Call for "best pharma for pregnant mothers" act
Preterm births (those before 37 weeks of pregnancy) account for more than one in 10 births worldwide, and the number is rising. But many doctors are treating such patients with the same drugs introduced some 40 years ago.
Preterm births (those before 37 weeks of pregnancy) account for more than one in 10 births worldwide, and the number is rising. But many doctors are treating such patients with the same drugs introduced some 40 years ago.
The difficulties of testing drugs on pregnant women means that a new and better class of drugs, known as tocolytics, is failing to get approval. It is an issue that experts in preterm labour were invited to discuss at a Ferring-sponsored congress in Geneva in April.
Preterm births can create severe developmental problems in babies. There are two main aims in the management of preterm labour: first, to delay delivery for long enough (usually 48hrs) to allow doctors to give corticosteroids to the mother to help speed up the development of the baby's lungs; and second, to permit the transfer of the mother and unborn baby to a specialist care unit.
Tocolytics are a relatively new class of drugs used to stop the uterine contractions of preterm labour and thereby delay premature birth. There are, however, a number of ethical difficulties in studying these drugs in pregnant women and contrasting approaches for their evaluation by the FDA and the EMEA.
At the Geneva congress, T Murphy Goodwin, professor and chief of Maternal-Fetal Medicine, University of Southern California, said: "Studying a medication for two patients (mother and baby) and consenting women for study in the midst of labour make tocolytic trials uniquely complex. There is an urgent need for co-operation between regulatory agencies, investigators and industry to decide on the best methods for studying and approving tocolytic medications."

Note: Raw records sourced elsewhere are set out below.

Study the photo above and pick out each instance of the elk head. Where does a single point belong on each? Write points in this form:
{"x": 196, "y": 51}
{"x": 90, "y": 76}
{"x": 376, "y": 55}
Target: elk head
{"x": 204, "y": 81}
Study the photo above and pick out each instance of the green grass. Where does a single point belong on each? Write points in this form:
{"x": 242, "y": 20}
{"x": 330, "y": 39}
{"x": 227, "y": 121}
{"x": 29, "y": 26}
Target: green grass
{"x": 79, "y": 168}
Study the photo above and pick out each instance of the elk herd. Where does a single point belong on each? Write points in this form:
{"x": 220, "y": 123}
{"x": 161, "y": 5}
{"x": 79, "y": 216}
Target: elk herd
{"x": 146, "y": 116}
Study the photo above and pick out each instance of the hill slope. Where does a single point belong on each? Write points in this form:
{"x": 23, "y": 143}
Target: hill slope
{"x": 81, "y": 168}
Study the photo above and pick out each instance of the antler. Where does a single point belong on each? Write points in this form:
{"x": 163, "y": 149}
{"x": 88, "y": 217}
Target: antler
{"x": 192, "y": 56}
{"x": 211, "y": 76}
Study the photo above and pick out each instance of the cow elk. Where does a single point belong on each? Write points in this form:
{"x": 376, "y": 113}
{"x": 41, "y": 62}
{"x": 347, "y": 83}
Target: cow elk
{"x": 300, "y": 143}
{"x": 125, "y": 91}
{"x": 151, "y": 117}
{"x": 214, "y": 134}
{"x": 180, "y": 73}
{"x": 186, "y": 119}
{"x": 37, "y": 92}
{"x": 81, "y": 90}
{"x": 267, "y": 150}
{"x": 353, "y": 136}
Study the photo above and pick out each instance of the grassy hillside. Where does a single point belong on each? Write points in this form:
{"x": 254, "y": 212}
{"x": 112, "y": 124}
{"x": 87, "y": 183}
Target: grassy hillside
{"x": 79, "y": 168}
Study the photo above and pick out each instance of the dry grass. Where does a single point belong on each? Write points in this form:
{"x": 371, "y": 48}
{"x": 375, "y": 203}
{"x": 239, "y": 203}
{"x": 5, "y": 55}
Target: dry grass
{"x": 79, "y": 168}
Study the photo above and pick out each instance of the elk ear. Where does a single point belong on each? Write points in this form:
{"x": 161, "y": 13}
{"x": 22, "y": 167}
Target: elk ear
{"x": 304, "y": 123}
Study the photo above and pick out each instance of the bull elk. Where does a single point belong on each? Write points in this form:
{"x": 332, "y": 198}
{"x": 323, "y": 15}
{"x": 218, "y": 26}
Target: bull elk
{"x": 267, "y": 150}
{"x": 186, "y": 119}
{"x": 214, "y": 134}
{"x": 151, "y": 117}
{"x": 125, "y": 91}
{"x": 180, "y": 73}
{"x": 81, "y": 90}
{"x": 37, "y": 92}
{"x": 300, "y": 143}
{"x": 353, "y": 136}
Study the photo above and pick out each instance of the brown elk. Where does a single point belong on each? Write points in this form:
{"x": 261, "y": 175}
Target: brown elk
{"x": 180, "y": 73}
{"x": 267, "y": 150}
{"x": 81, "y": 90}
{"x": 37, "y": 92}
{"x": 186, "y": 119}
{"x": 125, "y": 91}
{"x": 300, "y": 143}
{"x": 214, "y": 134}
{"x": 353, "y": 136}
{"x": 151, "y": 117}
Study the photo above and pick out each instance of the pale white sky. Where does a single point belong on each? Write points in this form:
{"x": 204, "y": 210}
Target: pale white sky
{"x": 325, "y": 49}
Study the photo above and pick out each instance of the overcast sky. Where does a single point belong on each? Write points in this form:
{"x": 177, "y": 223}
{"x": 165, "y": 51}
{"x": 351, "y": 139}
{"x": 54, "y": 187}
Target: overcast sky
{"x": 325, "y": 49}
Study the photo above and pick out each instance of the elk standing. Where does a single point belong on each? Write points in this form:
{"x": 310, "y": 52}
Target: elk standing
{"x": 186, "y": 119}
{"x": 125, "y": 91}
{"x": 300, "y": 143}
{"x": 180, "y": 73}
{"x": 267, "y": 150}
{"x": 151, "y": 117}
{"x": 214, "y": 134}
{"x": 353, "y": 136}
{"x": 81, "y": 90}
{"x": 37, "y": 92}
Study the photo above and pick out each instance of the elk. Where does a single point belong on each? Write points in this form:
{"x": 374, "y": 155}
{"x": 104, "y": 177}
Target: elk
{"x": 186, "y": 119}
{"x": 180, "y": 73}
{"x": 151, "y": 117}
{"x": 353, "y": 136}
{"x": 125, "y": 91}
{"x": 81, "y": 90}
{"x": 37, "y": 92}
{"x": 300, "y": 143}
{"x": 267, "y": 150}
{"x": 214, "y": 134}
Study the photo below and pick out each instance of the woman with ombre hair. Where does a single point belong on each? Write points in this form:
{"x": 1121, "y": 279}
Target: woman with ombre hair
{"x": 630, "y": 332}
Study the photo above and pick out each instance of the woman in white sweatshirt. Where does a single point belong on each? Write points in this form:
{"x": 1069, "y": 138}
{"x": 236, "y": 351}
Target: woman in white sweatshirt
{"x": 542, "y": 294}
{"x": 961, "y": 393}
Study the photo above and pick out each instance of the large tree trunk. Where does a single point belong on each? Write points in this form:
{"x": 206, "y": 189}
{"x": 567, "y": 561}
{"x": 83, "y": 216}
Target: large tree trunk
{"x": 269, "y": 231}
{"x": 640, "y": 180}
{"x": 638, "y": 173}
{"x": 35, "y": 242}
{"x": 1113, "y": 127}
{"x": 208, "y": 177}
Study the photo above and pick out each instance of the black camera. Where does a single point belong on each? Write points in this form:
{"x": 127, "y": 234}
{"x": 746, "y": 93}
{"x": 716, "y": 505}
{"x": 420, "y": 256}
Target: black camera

One such tocolytic, Atosiban, was approved in the EU through comparative tests with a drug already on the market. But there is no comparator drug available on the US market to test against, said Professor Goodwin. Placebo trials are required by the FDA, but drug companies find it virtually impossible to enroll enough patients to make the trial viable, and even when trials are attempted it is difficult to prove efficacy in a way that satisfies the regulatory bodies.
A new clinical practice evaluation in preterm labour management in six European countries on the tocolytic Tractocile (atosiban), developed by Ferring, showed that it delayed premature birth and reduced the need for an alternative tocolytic compared with usual care.
The European, prospective, open-label, randomised clinical trial involved 811 women in 105 centres in Austria, France, Germany, Italy, Spain and the UK. The study set out to compare the efficacy of Tractocile with usual care (b-agonists, alone or with magnesium, calcium channel blockers and bed rest) in threatened preterm labour, to evaluate the efficacy and safety of early administration of Tractocile and to describe treatment administration patterns of tocolytics in usual care.
"Atosiban was statistically more efficacious than usual care when assessed using our primary efficacy endpoint of the proportion of women remaining undelivered and not requiring an alternative tocolytic at 48 hours," said professor Husslein. "Our study confirms both the efficacy and safety of atosiban previously demonstrated in registration trials."
Despite these results the drug has yet to be approved in the US. Ferring is in talks with the FDA over the issue of approvals. It would like to see a "Best pharma for pregnant mothers" act introduced in future, just as the FDA has a "Best pharma for children" act.